Antigone & Lysistrata (play review) ★★★☆☆

This year’s famed Cambridge Greek Play was a double bill of Sophocles’ Antigone and Aristophanes’ Lysistrata, which ran from 12/10 – 15/10.
Sophocles’ tragedy is a powerful tale of loyalty and familial bonds, and the difficult juxtaposition of the contemporary laws of the state versus those of the gods. It has remained popular, with its core themes still being somewhat resonant even to a modern audience. Furthermore, Antigone makes for a heart-wrenching and compelling heroine, one who would have provoked moral dilemma in the original audience. She follows contemporary code in her loyalty to the gods, shown in her determination to give her brother a proper burial (to enable him to pass through to the Underworld – unburied, he would have even left a restless soul in the Ancient Greek equivalent of purgatory). However, Creon is her guardian (the Greek work is kyrios) and her king, whose audit she should obey. Furthermore, Creon shows himself to be loyal to Thebes and the state in his refusal to bury her brother, and mak a strong stance of intolerance towards traitors to the city, a potent move as the newly crowned King. However, these actions on the part of Creon lead to the death of Antigone, Creon’s son and his wife. This tussle of loyalties and the unfortunate tragedies that follow make for a truly thought-provoking play.

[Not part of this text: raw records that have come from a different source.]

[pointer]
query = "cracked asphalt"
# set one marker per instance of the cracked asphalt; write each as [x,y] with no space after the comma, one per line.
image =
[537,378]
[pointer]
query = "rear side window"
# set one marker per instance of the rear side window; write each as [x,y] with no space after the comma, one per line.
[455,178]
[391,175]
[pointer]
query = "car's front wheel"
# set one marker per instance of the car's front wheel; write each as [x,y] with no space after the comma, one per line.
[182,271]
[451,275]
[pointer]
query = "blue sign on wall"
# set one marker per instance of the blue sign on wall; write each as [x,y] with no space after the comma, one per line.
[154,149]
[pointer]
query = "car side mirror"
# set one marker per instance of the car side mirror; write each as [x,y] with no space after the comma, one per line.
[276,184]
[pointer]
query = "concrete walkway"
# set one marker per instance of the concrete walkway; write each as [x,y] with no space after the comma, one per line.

However, this production of the play was frankly dire and provoked nothing in me but sheer boredom. The execution lacked imagination and the characters were barely two dimensional.There was little attempt at original interpretation, nor did they instead perform it in the traditional Ancient Greek style, which would have been a perfectly acceptable alternative. The only character that triggered any interest in me was Tiresias, the blind Theban prophet, who did come across as remarkably ominous and other-worldly; but he was the only glimmer of light that broke through its mediocrity. Overall, I was so bored that I strongly considered leaving in the interval, afraid that Lysistrata would be of a similar standard.
Luckily, Lysistrata was the light relief that the audience needed after the poor first half. This production was extravagant, ridiculous and played upon topical themes to generous applause. There were flying visits from both Boris Johnson and Donald Trump (in the case of the former, quite literally – will we ever stop referencing the zip wire incident?). Furthermore, Lysistrata’s wool metaphor was given further clarification through the medium of interpretive dance. There were explosions of confetti, and cast members rushed around the auditorium handing out badges depicting a cartoon of some sperm with a red line struck across it (a symbol of the women’s decision to deprive their men folk of sex until they agree to end the war). Seeing all this performed alongside Ancient Greek dialogue was quite something to behold.
Despite Lysistrata rejuvenating the mood of the audience after the mundanity of Antigone, I was very disappointed with this year’s Cambridge Greek play. Lysistrata felt like a necessary consolation prize in the light of Antigone’s awfulness. It seems a pity as the Cambridge Greek Play is only performed triennially – one hopes that the next production will show more originality. Sophocles deserved better.